Assess prediction

A comparison of facts and forecasts help you asses prediction. You can build a report in the myTracker interface and calculate the weighted average error as described below.

We recommend assessing dimensions that you usually use. So you get an accurate assessment of decisions taken, find dimensions with serious fluctuations, and know weak spots of predictive models.

Comparison report

Build a comparison report in myTracker:

  1. In the Constructor select a report period, for which you have factual data.
  2. Add predictive and factual metrics, for example, LTV Prediction 1m and LTV 1m, and press the Calculate button. The report will be built.
  3. Open graph on the button in the table head. In the Compare with field select metrics for comparison: LTV Prediction 1m for LTV 1m and vice versa.

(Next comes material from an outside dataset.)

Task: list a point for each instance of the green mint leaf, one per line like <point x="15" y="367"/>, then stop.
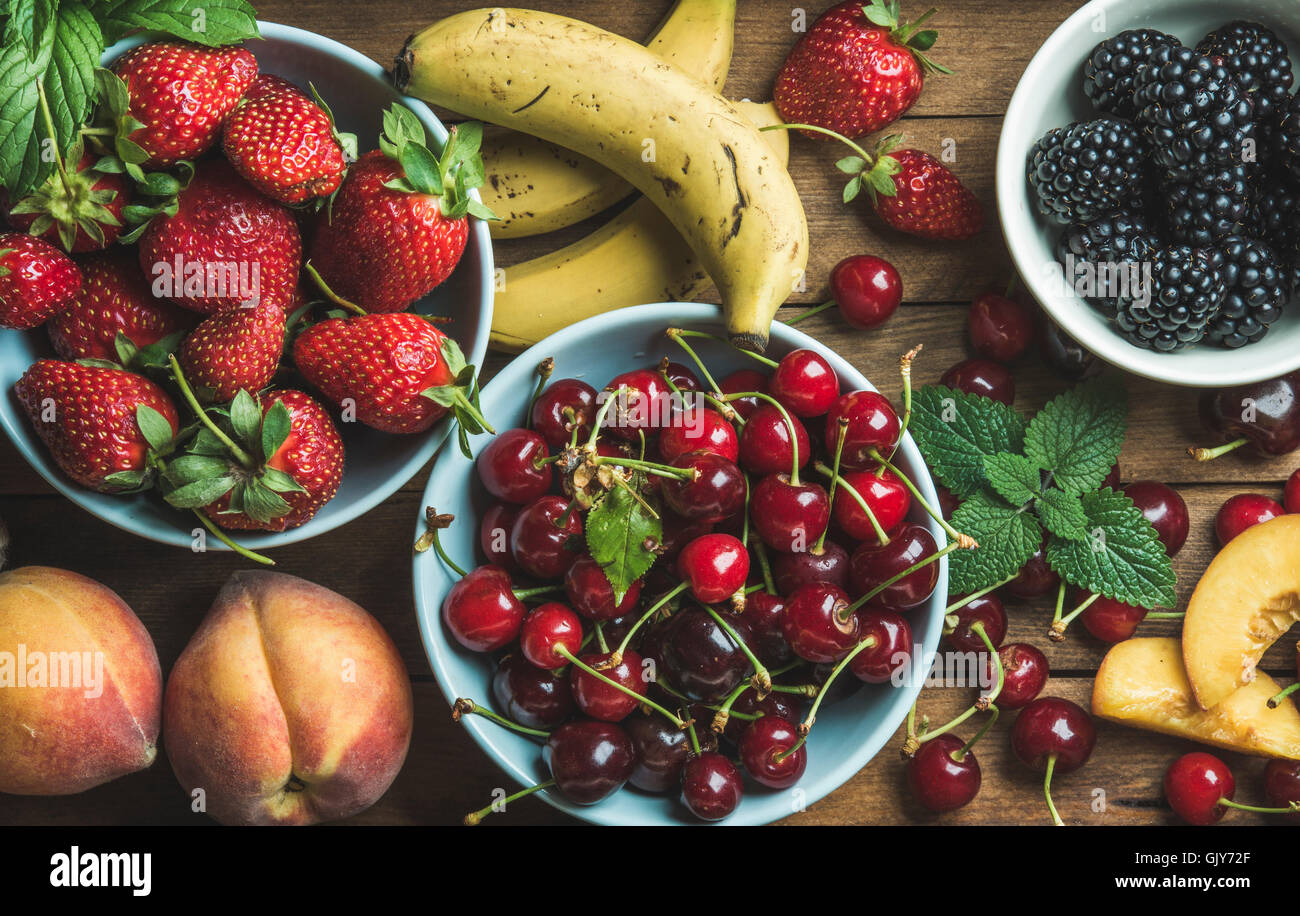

Add the dimension or filter Revenue type to assess an LTV forecast for in-app purchases, subscriptions, in-app ads, and custom revenue.

Calc the weighted average error for LTV prediction

LTV prediction models can operate with wrong data — game and app mechanics are often changed which influences user behavior and lead to prediction errors. But knowing the historical error, you can be more confident in prediction and can choose the forecast horizon for your current strategy.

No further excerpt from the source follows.